Üç yıla yayılan bienal deneyimi: 18. İstanbul Bienali ve ‘Üç Ayaklı Kedi’

AYŞEGÜL ARSLAN ÖZŞAHİN
Abone Ol

İstanbul’un sokaklarında yine bir hareket var! Karaköy’den Galata’ya uzanan hat, bu kez sanatla dolu bir yürüyüş rotasına dönüşüyor.

18. İstanbul Bienali, “Üç Ayaklı Kedi” başlığıyla, şehri, zamanı ve izleyici deneyimini de üç parçaya ayırıyor. Küratör Christine Tohmé’nin öncülüğünde kurgulanan bienal; alışıldık bir sergi düzeninden çok, üç yıla yayılan bir kültürel karşılaşma öneriyor.

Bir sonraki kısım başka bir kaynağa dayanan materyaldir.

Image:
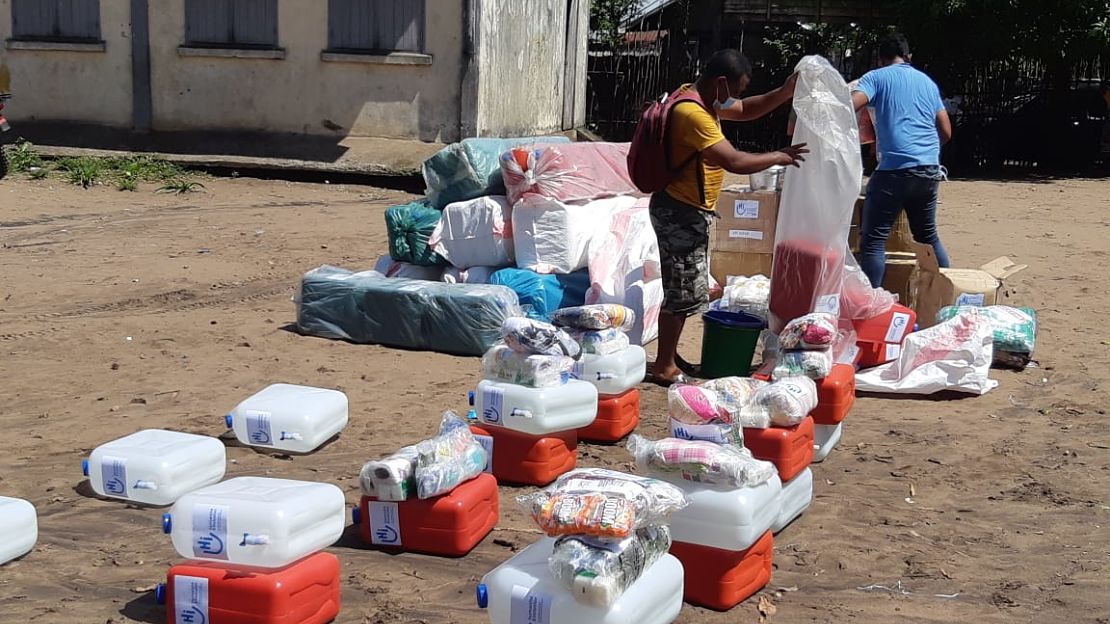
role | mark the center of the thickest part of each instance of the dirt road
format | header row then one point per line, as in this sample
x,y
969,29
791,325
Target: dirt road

Bu yılki bienalin ilk ayağı, 20 Eylül – 23 Kasım 2025 tarihleri arasında gerçekleşiyor. 47 sanatçının 100’ü aşkın eserini barındıran bu ilk bölüm, “kendini koruma” ve “gelecek olasılıkları” temaları etrafında şekilleniyor. Sergiler, performanslar ve film gösterimleriyle desteklenen program, bir bakıma günümüzün kırılgan dünyasında nasıl ayakta kalabileceğimize dair sanatın bir önerisi gibi.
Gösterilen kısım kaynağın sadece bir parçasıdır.